No prédio, funcionava a parte logística da Secretaria onde eram armazenados de alimentos, materiais e equipamentos que seriam destinados às escolas do município.
“Tudo iniciou-se com o fenômeno termoelétrico que ocorreu na parte superior da câmara fria de congelados, e se propagou para o prédio todo, para os dois sentidos do pavilhão. Na parte de trás da edificação, as chamas rapidamente tiveram contato com dois veículos, que estavam muito próximos a essa câmara, e que possuem uma carga térmica muito alta, causando facilmente a propagação para o fundo dessa estrutura metálica, e também por conta grande quantidade de material combustível que existia dentro prédio, o que ajudou a propagação e a grande monta dos danos e prejuízos causados pelo incêndio”, apontou o perito.

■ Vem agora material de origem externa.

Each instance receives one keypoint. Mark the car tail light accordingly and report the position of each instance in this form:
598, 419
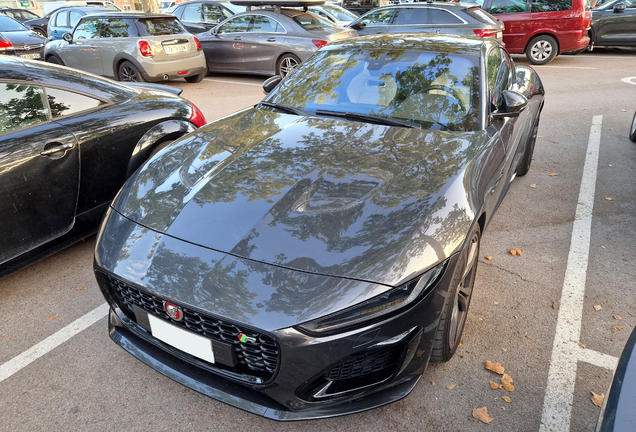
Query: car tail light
197, 116
145, 49
5, 45
319, 44
485, 32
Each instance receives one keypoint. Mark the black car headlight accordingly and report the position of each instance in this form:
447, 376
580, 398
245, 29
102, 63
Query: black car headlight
379, 306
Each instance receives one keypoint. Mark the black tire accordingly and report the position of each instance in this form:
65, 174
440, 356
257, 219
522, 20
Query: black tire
449, 332
287, 64
55, 59
524, 165
195, 78
542, 50
129, 72
632, 130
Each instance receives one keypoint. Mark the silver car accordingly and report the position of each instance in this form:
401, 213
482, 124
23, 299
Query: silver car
268, 41
131, 47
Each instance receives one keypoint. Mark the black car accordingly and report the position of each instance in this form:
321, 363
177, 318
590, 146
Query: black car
19, 15
306, 257
68, 141
17, 40
201, 16
614, 24
449, 18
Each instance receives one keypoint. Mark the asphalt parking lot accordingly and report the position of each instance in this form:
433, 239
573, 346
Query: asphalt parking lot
556, 317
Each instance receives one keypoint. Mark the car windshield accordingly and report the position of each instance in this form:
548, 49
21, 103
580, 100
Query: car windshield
434, 89
311, 22
340, 13
159, 26
9, 25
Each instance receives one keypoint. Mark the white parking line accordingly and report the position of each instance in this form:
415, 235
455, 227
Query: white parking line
35, 352
232, 82
557, 404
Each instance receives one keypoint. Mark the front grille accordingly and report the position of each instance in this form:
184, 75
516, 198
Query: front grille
365, 364
259, 359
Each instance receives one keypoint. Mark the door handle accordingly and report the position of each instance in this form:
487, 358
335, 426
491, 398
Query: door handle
58, 148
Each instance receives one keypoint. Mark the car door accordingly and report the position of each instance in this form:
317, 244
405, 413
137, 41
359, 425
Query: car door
39, 170
262, 43
517, 20
617, 26
375, 22
84, 51
223, 46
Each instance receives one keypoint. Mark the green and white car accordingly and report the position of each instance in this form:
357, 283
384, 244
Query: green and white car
131, 47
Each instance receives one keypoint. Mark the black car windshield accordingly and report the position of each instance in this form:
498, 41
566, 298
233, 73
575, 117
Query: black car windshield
435, 90
159, 26
9, 24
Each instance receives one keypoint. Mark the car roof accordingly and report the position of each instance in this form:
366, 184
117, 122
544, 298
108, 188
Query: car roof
444, 43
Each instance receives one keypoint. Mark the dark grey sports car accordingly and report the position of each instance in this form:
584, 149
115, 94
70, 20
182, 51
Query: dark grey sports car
307, 257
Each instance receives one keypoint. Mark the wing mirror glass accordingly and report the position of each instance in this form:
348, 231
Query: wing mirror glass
271, 83
512, 105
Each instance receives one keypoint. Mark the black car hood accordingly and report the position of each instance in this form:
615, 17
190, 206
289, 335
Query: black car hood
19, 39
327, 197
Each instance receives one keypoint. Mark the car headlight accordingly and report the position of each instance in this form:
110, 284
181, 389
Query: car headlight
378, 306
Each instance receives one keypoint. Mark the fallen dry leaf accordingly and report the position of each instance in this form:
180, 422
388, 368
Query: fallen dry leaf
481, 414
495, 367
597, 399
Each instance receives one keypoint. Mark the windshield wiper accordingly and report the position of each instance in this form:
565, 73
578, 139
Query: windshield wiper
284, 108
370, 118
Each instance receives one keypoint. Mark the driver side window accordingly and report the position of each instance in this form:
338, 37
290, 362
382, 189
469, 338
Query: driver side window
88, 29
378, 18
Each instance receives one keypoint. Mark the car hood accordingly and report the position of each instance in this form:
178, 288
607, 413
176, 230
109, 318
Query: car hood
21, 38
322, 196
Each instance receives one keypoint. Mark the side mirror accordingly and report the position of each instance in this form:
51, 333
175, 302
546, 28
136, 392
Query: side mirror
271, 83
620, 7
358, 25
513, 104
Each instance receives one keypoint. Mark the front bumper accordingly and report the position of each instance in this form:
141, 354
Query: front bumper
315, 377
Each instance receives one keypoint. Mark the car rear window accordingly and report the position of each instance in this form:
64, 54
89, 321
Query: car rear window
551, 5
482, 15
159, 26
312, 22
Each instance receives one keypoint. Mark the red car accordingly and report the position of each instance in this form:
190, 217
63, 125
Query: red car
544, 28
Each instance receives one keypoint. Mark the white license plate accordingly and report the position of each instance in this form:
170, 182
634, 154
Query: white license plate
173, 49
191, 343
32, 56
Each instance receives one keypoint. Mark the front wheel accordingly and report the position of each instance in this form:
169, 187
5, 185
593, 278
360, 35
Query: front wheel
128, 72
287, 64
632, 130
449, 332
542, 50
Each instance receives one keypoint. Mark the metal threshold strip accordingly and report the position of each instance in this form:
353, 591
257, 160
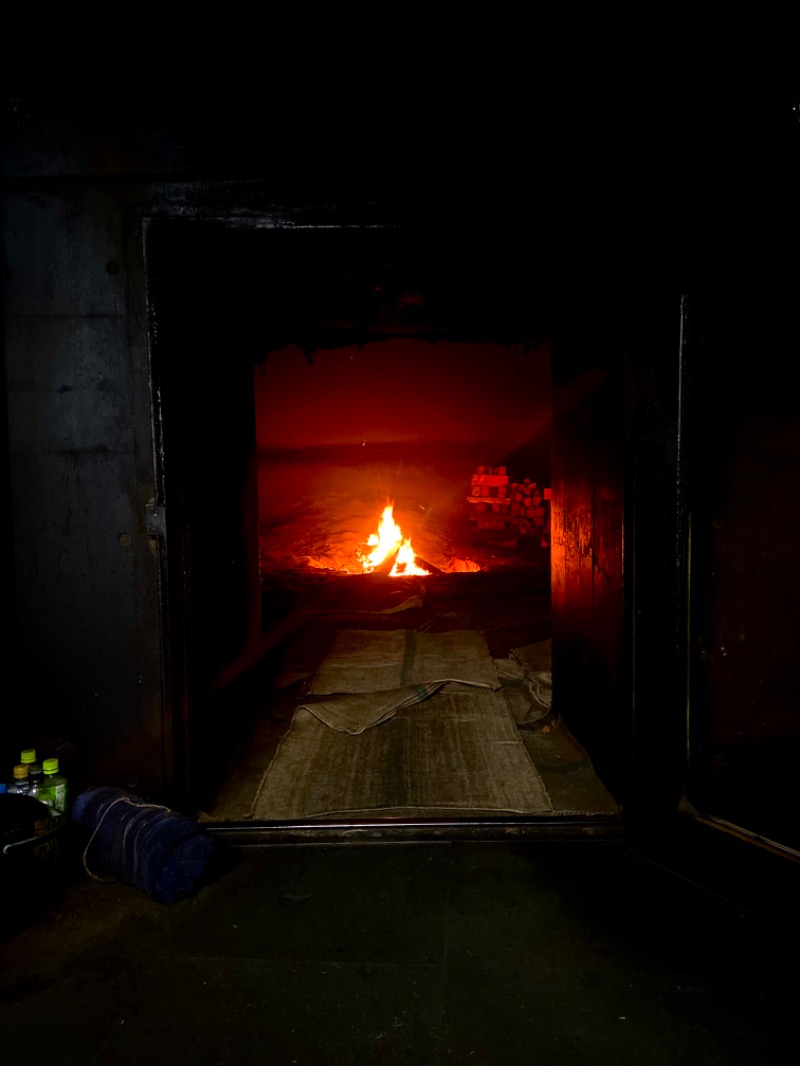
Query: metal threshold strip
563, 827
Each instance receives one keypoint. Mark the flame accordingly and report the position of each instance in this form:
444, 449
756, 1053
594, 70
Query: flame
387, 540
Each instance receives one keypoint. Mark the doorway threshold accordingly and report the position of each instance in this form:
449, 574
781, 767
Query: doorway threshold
418, 829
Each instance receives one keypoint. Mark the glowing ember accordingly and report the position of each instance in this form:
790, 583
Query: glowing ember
385, 543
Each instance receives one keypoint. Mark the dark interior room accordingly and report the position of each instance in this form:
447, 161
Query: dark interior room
425, 486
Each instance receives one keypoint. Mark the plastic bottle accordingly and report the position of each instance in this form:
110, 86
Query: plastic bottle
36, 782
29, 759
54, 791
20, 782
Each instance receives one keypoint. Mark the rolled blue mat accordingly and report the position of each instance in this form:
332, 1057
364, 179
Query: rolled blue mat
152, 848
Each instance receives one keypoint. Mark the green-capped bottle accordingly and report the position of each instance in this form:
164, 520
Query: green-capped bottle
20, 780
54, 791
28, 758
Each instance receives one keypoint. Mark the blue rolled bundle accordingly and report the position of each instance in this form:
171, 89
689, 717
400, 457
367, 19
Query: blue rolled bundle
152, 848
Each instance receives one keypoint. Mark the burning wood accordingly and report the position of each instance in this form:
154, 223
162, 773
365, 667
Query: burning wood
389, 542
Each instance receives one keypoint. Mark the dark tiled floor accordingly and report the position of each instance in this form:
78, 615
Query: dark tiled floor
352, 953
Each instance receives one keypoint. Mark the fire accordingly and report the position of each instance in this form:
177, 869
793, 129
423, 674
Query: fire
385, 543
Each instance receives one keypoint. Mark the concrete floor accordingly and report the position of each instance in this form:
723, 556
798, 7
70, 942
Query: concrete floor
350, 953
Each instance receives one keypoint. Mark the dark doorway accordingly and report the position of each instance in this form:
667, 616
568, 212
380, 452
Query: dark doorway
306, 378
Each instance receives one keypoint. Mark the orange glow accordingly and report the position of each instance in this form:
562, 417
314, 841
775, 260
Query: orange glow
385, 543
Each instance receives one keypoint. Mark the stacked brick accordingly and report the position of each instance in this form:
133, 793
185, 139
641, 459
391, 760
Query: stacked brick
497, 503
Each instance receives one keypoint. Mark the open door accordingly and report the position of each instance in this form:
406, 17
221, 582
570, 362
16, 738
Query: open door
714, 586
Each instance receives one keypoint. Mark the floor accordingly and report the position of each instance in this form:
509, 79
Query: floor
424, 953
509, 604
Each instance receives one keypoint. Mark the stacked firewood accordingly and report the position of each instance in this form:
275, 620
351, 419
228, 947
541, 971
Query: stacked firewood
497, 503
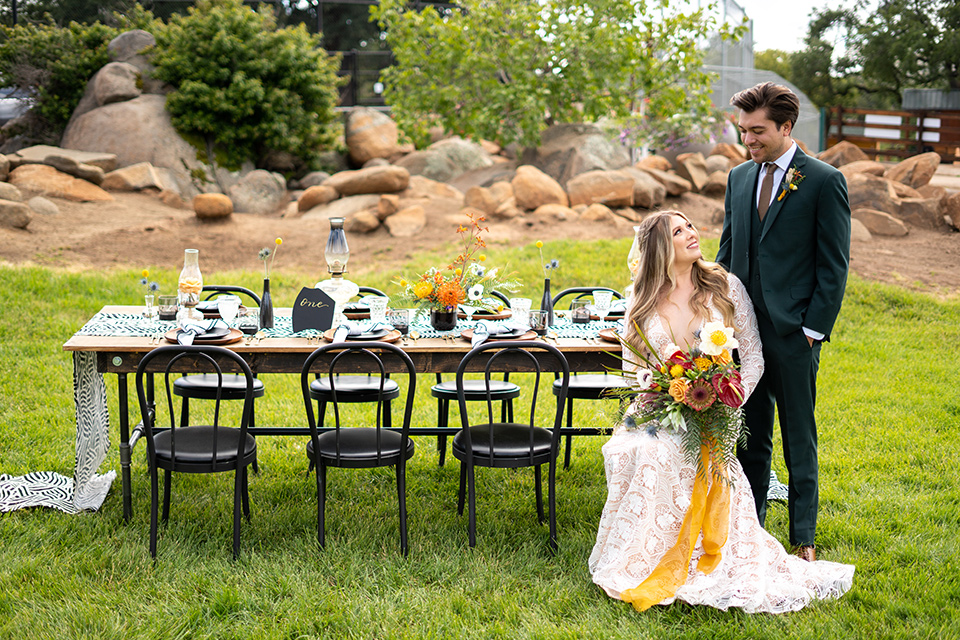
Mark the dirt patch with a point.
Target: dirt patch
(137, 230)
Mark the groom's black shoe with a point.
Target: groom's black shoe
(806, 552)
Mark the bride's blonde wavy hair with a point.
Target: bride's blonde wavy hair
(656, 278)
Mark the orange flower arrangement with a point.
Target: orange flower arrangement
(463, 279)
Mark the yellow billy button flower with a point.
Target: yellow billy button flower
(678, 389)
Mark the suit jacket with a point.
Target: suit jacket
(804, 249)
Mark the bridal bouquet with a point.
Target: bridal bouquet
(696, 393)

Mediante o término das análises no local do incêndio, o prédio foi liberado pela perícia para a Polícia Civil. O laudo pericial com o detalhamento das análises será concluído em até 30 dias.
No laudo, constará toda a descrição do local e dos vestígios coletados e analisados em laboratório, o relato de depoimentos de testemunhas, as imagens registradas pelo sistema de monitoramento de câmeras que ajudaram a delimitar a dinâmica do incêndio, que explica onde o fogo teve início e como ele se propagou, além dos danos que ocorreram em todos os ambientes.